We got there early this morning, because I had the acupuncture before the transfer. The acupuncture was fine. Didn't hurt at all and I felt pretty relaxed afterwards. I was laying face down and he put needles in my neck, my lower back and my ankles. Then he left me for about 30 minutes.
When we got into the waiting area for the transfer, the nurse did gave us our instructions, and then said something about not taking an HPT because of the trigger shot, etc, etc. C said that I'd done one last time and it was negative and she asked if it was right, and I said no. Then she said...and with hesitation..."Did you have a baby?" I said that we had lost him at 26 weeks. She says "Oh? What happened? That's horrible!"
I told her about the MTHFR, etc. Then she says "My son was born at 26 weeks. He's 22 now. So, I kind of know what you went through. It was really hard."
I mean seriously?!?!? Are people this fucking stupid? Um, no you don't know what we went though! Your son is ALIVE. Don't worry she wasn't done causing problems. She then smiles brightly (complete idiot!) and says "Well, you have one Highest quality embryo, so you guys should do great."

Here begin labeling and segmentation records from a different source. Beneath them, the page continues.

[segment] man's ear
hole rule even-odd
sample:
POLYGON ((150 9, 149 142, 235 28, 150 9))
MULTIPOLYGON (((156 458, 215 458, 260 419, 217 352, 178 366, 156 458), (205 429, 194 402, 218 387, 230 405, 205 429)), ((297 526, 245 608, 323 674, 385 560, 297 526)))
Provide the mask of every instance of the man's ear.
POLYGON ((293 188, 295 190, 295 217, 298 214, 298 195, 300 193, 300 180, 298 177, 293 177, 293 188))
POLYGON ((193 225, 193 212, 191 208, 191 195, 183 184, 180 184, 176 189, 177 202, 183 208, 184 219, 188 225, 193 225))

I started freaking out. I asked about any other embryos and said that they were supposed to be transferring two!!! Now, all of a sudden she can't say, and the Dr. will be right in!! She left us both speechless. C looked like he was going to cry. I felt like I could throw up. So much for the relaxing acupuncture. It took like ten minutes for the Dr. to come in and in that time C, who is my "glass is half empty, and what is left will probably spill" guy was really upset. I mean so was I kind of, but I think I was more upset about him being upset. I tend to not get upset about things until I'm sure that they're are worthy of my emotions. I felt like until I heard the Dr. say it, I wasn't going to really freak. The nurse was clearly an idiot.
The Dr. finally graced us with his presence. It wasn't Dr. B. He said that we had one HIP (Highest Implantation Probability) 8 cell embryo, and one 7 cell with slight fragmentation. All in all good embryos. The other 4 were all 5 and 4 cell embryos and they only freeze 6 cell and up, so they were discarded. This made C really upset, too. I felt like I'm not trying to stockpile embryos here, we already have 3 on ice for a frozen cycle for our third child (assuming-please,please,please-that I get pregnant from this transfer.).
The transfer itself went smoothly. I had the second round of acupuncture after. This time I lay on my back and he put needles in my forehead, the top of my head, my abdomen, my wrist and ankles.
C and I talked on the way home and I showed him the stuff from the clinic on embryo grading when we got home and he seems to feel a lot better. Last time all of our embryos that matured were the highest grade and I think that C is just so worried that this cycle will fail he just wanted everything to be perfect. I understand his fear. I'm afraid, too, but I have no reason to think that we aren't going to be pregnant in 11 days!!! The count down has begun!!!